Júlio Gadelha – Rios de Notícias
MANAUS (AM) – Durante entrevista ao quadro Jogo Limpo, da Rádio Rios FM 95.7, nesta segunda-feira, 25/8, o vereador Rodrigo Guedes (PP) analisou o cenário político para as eleições de 2026 no Amazonas, avaliou a possibilidade do prefeito de Manaus, David Almeida (Avante), disputar o governo do Estado, falou sobre a influência do governador Wilson Lima (União Brasil) no processo e comentou os impactos da federação entre o PP e o União Brasil em sua atuação e planos eleitorais.
Sobre uma possível candidatura de David Almeida ao governo, Guedes disse considerar improvável que o prefeito deixe o cargo para disputar a eleição.
“Acho muito difícil, particularmente, o prefeito sair candidato. Só não é impossível, porque na política nada é impossível. Ele sabe que a situação política dele não é tão confortável, e você largar uma máquina pública municipal, dois anos de mandato, para ir numa aventura”, afirmou.
O vereador destacou que a decisão do governador Wilson Lima de ser candidato ou não ao Senado em 2026 será determinante para a formação das chapas e também interfere no futuro vice-governador Tadeu Souza (Avante).
“A última decisão desse tabuleiro é o movimento do governador Wilson Lima, se ele vai sair para ser candidato ou se vai ficar. Se ele sair, o Tadeu assume, senta na cadeira e vira ator nesse processo. Se não sair, aí o Tadeu está fora do jogo e o governador deve ter um candidato ou candidata dele”, explicou.
Na visão de Guedes, David Almeida só virá a disputar a eleição se tiver apoio tanto do governo quanto da Prefeitura, com Tadeu no poder. Assim, ele poderia sair tranquilo do cargo para se candidatar ao governo, contando também com o apoio de Tadeu durante o período eleitoral.
Cenário político
Na avaliação de Guedes, o cenário atual está polarizado entre a professora Maria do Carmo e o senador Omar Aziz. Ele ressaltou a força política de Omar no interior, mas também apontou suas fragilidades em Manaus.
“O Omar tem a vantagem de estar já no mandato há muito tempo e tem relação com prefeitos do interior, dispondo das verbas, principalmente emendas, ele angaria articulações. Mas tem muita dificuldade na capital, tem muita rejeição. Eu acho que ainda está muito aberto o cenário, não está nada decidido”, avaliou.
O vereador também mencionou a possibilidade de novas alianças. “A própria Maria do Carmo pode, de repente, ter uma aliança com o governador Wilson Lima. Ele está bem alinhado com o PL, pode formar um grupo político e isso já muda o cenário das articulações”, ponderou, acrescentando que “tanto Omar quanto Maria, se souberem trabalhar os bastidores, têm viabilidade eleitoral”.
Federação PP-União Brasil e planos eleitorais
Ao ser questionado sobre os impactos da federação entre o PP e o União Brasil, que formou a maior sigla do país, Guedes disse que a união representa força, mas também pode trazer dificuldades.
“O PP, por estar com a União Brasil, forma uma mega força política. A princípio é bom, agora, se eu não tiver problemas como em 2022, que eu não consegui ser candidato a deputado estadual porque o partido nãJ deixou.
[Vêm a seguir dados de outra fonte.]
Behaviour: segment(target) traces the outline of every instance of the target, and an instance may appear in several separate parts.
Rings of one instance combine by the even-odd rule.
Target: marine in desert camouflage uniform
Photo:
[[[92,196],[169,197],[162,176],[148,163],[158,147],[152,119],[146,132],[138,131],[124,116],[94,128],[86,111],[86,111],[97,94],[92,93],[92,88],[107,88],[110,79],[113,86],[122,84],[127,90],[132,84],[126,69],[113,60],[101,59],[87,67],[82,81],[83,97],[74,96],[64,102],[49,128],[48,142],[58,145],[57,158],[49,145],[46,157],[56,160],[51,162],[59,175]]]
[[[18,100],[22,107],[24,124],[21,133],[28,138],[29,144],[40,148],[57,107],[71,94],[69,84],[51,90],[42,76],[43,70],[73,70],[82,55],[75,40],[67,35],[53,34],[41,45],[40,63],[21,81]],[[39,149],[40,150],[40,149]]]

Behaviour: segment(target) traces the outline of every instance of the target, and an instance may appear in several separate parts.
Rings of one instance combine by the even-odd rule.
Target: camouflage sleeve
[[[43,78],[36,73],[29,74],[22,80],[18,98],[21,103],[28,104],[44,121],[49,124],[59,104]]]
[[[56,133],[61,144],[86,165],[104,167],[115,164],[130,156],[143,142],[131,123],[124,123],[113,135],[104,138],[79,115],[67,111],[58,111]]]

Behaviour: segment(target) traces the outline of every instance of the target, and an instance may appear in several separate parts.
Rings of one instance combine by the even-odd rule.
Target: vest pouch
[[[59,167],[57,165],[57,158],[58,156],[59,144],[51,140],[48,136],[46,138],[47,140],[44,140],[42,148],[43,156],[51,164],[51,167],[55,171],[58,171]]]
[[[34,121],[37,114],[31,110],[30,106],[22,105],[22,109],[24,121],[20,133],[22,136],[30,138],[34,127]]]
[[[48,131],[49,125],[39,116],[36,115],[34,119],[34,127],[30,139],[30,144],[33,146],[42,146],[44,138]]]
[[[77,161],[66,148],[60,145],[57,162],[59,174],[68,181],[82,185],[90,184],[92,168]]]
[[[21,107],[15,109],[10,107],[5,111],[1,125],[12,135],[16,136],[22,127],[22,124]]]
Fui, entre aspas, forçado a ser candidato a deputado federal, foi uma questão bem política mesmo”, relembrou.
Ele criticou a concentração de poder nas cúpulas partidárias, afirmando que o sistema político brasileiro limita a autonomia de parlamentares. “Os grandes players dominam o cenário político, manipulam os partidos. Se você falar algo que não agrade, o partido pode simplesmente tirar a tua candidatura. Nem juiz, nem a justiça, nem o Alexandre de Moraes pode mudar isso. O sistema amarra os políticos para ficarem dependentes, na mão dos donos dos partidos. Isso é muito ruim”, disse.
Apesar das dificuldades enfrentadas no passado, Guedes não descartou a possibilidade de disputar novamente uma vaga em 2026, caso haja condições partidárias para isso.